İlginç bir şekilde, takımların faul çizgisine daha sık gelmeleri, faul atışlarındaki isabetlerinden daha önemli. Bunun birçok sebebi olabilir. Mesela daha fazla faul yaptıran takım potaya yaklaşma ilkesini benimsemiş olabilir; bu yüzden de, faul yapılmayan atışları daha isabetli olabilir. Veya daha fazla faul atışı demek rakip takımın oyuncularının faul sorunu yaşaması anlamına gelebilir. Bunun sebebi belli değil. Ancak, şut yüzdeleri eşit olursa daha az faul yapan takımların kazanma yüzdesi % 67. Yine de ben bu faktöre her zaman şüphe ile yaklaşıyorum.



Bir İnceleme


Aşağıdaki incelemede, 2012-2013 sezonu Euroleague Final Four'da bu dört etkenin katkısı görülebilir.

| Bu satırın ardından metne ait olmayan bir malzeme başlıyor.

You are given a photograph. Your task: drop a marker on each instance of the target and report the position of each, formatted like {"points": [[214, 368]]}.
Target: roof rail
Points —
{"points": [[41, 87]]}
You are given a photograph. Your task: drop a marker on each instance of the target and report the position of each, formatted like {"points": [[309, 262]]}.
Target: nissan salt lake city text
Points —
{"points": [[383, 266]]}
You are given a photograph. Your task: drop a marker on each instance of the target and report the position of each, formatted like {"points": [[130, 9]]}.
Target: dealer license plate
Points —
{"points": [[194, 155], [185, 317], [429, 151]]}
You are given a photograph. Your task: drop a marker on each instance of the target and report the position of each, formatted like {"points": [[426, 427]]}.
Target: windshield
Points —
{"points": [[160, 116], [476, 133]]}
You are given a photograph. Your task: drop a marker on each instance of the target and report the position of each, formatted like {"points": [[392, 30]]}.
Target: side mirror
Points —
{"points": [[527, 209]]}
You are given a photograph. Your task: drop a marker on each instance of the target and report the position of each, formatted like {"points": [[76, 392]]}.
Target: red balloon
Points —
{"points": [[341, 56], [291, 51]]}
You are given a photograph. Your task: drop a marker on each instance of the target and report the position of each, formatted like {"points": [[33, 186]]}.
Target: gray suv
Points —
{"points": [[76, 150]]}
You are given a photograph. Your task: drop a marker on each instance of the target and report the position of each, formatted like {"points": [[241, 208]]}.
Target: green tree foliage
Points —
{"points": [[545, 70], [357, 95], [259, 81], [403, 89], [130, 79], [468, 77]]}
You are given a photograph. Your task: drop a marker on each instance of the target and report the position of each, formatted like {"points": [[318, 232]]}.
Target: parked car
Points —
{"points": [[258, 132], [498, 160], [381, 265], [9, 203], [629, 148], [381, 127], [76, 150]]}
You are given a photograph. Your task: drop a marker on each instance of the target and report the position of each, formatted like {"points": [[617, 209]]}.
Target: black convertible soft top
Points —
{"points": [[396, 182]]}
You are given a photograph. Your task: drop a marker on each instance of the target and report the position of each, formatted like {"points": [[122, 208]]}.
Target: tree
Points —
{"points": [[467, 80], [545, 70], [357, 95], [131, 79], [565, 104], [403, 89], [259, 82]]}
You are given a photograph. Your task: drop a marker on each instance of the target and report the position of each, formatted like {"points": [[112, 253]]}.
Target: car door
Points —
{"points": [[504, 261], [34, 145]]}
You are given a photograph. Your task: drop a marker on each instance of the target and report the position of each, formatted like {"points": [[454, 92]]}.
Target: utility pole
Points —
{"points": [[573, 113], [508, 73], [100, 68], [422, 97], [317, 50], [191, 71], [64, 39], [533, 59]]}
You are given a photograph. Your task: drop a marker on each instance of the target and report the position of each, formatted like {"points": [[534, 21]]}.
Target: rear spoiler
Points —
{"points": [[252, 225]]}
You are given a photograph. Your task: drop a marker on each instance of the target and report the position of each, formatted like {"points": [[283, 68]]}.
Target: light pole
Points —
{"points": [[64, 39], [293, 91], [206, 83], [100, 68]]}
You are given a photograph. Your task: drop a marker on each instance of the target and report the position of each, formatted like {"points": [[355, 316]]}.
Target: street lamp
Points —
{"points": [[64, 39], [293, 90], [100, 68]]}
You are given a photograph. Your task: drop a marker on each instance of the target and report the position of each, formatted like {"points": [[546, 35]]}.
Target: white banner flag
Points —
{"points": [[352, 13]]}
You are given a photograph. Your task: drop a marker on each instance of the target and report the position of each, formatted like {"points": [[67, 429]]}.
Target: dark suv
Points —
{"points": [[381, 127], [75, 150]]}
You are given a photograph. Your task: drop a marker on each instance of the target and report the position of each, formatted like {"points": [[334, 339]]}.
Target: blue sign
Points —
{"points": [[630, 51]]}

Team Maç PTS eFG% FTA/FGA TO OFF 4F
CSKA Moscow Maç 1 52 38.9 0.67 13 6 1
Olympiacos Maç 1 69 46.6 0.29 12 12 3
FC Barcelona Maç 2 67 48.2 0.25 13 7 1
Real Madrid Maç 2 74 44.9 0.25 10 16 2
CSKA Moscow Maç 3 74 47.6 0.34 11 11 2
FC Barcelona Maç 3 73 56.0 0.44 17 7 2
Olympiacos Maç 4 100 62.0 0.78 12 6 2
Real Madrid Maç 4 88 55.5 0.65 12 9 1


PTS: Sayı, eFG%: Etkin Sayı Yüzdesi, FTA/FGA: Faul Çizgisine Gitme oranı, TO: Top Kaybı, OFF: Hücum Ribaundu, 4F: Üstün Gelinen Dört Etken Sayısı









Tabloda, sonuçların yukarıda gösterilen dört faktör ile tutarlı olduğu görülüyor. Buna göre, kazanan takımlar dört maçta hangi faktörleri kaç kere daha iyi yapmışlar, ona da bakalım:
  • Şut Yüzdesi: 2/4
  • Top Kaybı: 3/4 (1 beraberlik)
  • Hücum Ribaundu: 3/4
  • Faul Çizgisi: 1/4 (1 beraberlik) 
 Çok çok iyi sonuçlar çıkmasa da, bunun en önemli sebebi örnek uzayımızı küçük seçmiş olmamız ve takımların normal liglere göre birbirine çok daha yakın güçlerde olmaları. Biraz daha büyük örnek uzayı ve tüm bir ligle daha iyi sonuç vereceğine eminim.

Sonuç



Aslında yukarıda bahsedilen şeyler bilinmeyen şeyler değil ama yine de bir kez daha üstünden geçmekte yarar var:

Basketbolda kazanmak istiyorsak,
  • Kolay sayılar bulmak, basit şutları değerlendirmek lazım,
  • Az top kaybı yapmak, tempoyu rakibe göre ayarlamak gerekli
  • Box-out'u iyi yapmalı, hücum ribaunduna optimum oyuncuyla girilmeli
  • Mümkün olduğunca potaya doğru penetre edip, faul alınmalı (her zaman tuttuğunu düşünmüyorum.)

Sevgiler...

* "Four Factors", basketbol analizlerinin bu aşamaya gelmesinde büyük katkısı bulunan Dean Oliver tarafından ortaya atılmıştır.